I've noticed a lot of people have been recently uploading videos in which they test the pH of multiple brands of bottled water and claim that the more acidic ones (5.5 < pH < 6.5) are worse for your health than the more basic ones (7.5 < pH < 8.5).

However, considering that water is made up of both H+ and OH- ions, wouldn't that mean that the concentration of both ions would be equal regardless of the pH that a sample of water has? If this is true, would it mean that two different brands of bottled water would still be neutral even though they have different pH values?

  • $\begingroup$ It surely would, if there were absolutely nothing else in the water.
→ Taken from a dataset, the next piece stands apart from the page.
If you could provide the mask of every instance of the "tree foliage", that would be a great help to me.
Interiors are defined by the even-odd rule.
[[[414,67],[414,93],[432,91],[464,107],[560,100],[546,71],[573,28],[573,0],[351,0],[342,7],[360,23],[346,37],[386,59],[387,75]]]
This, however, is not the case. $\endgroup$ – Ivan Neretin Mar 21 '18 at 14:14

pH is the measure of water basicity or acidity. If the pH is 7, the water is neutral, if it is less than 7 it is acidic, if it is greater than 7 it is basic. So to answer your question, if the pH is not 7, the water is not neutral.

Absolutely clean water has pH 7. However, absolutely clean water is extremely rare. Most waters contain various dissolved substances and some of those substances influence the pH. Even if you leave absolutely clean water in contact with air, the air gases start to dissolve in the water immediately and pH goes down due to dissolved carbon dioxide. So absolutely clean water, even common distilled water, in contact with air is acidic.

Regarding the health effect, I think it is an oversimplification. pH itself is not so important, the important thing is, what is dissolved in the water. You cannot judge that knowing only the pH.